Despite having been eliminated from the previous two OGN Champions seasons in the semi-final, by sister team SSB, White came into the S4WC tipped by many as the favourites. Beyond Blue, no team had had any kind of legitimate answers for White’s all-star line-up or incredible early game dominance. Having tormented SKT over and over during the year, many expected the Samsung side to tear up the rest of the world’s best. As it happened, they were right. Beginning with EDG, in the group stage, SSW showed that they were not just the best team in the tournament, but dominant enough that they could toy with their opponents.

A clean sweep in the group stage led into a comfortable Ro8 match-up against TSM, who had yet to face a Korean team in the tournament. White would deliver probably the most brutal two game opening to a Bo5 series in LoL history, smashing TSM early and often to prevent any chance of the game entering the mid game with anything but victory headed White’s way. The third game saw White attempt to style on their opponents, a decision which would cost them the game, but they would take the series in the next game and move on to the semi-final.

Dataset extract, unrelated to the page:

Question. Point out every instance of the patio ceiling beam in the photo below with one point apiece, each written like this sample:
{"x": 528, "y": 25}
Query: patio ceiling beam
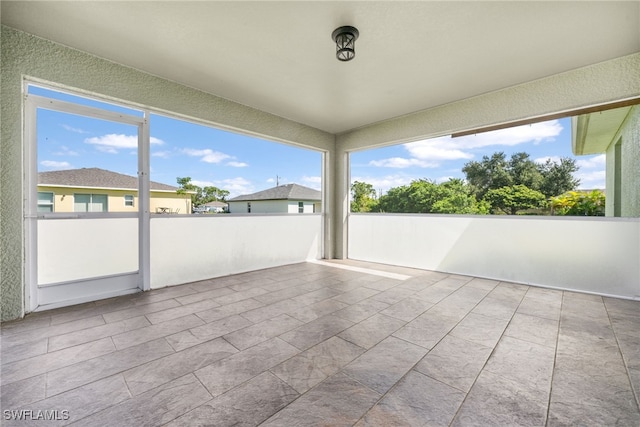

A rematch with Blue in the semi-final was far from the same story as the previous two Bo5s that year. This time White did to Blue what they did to every other team, proving an impossible riddle to solve and running away with the series. SHRC were expected to be 3:0’d in the final, but again White found themselves losing a third game, always the point in a series at which they began to display maximum disrespect in champion select. Just as with the rest of the tournament, the third game letdown could not be transitioned into anything approaching a win for their oppnents, with White taking the World Championship in the fourth game.

There’s a school of thought that would suggest, with some merit, that White could have won this tournament undefeated, staking their claim for the top spot on this list, but in some senses they were more dominant as a result of their lack of respect for their opponents. The games SSW were able to style on their opponents and jump on them early resulted in some of the most impressive stomps ever witnessed in high level LoL competition. Those masterpiece massacres were more than worth the occasional game three moment of danger. Another team may win Worlds in dominant fashion, but none will ever do it in the manner SSW was able to.

1. SKT at OGN Winter 2013

Date: 2014-01-25
Tournament: OGN Champions Winter 2014
Record: 15:0 (100.00%)
Team: SK Telecom T1 K (SKT K)
Line-up:
Impact
bengi
Faker
Piglet
PoohManDu

Having taken the OGN Summer title in 2013 and the World Championship, it was very much a case of “and for my next trick” for Faker and his legendary side. As it happened, their opus magnum was yet to come, as the Korean pick-comp masters delivered their greatest ever performance in the last OGN season of the year, accomplishing the dual never-before-witnessed feats of winning back-to-back OGN seasons and going undefeated over an entire OGN campaign.

Their perfect season had even seen the team placed on the hard side of the most stacked bracket in history, with arguably the other members of the top three (KTB and CJB) in position to potentially threaten before the final had even arrived. None could stand before SKT, though. In the final itself, Faker and company impressively outclassed Samsung Ozone, recording history and marking the high point in competitive LoL history.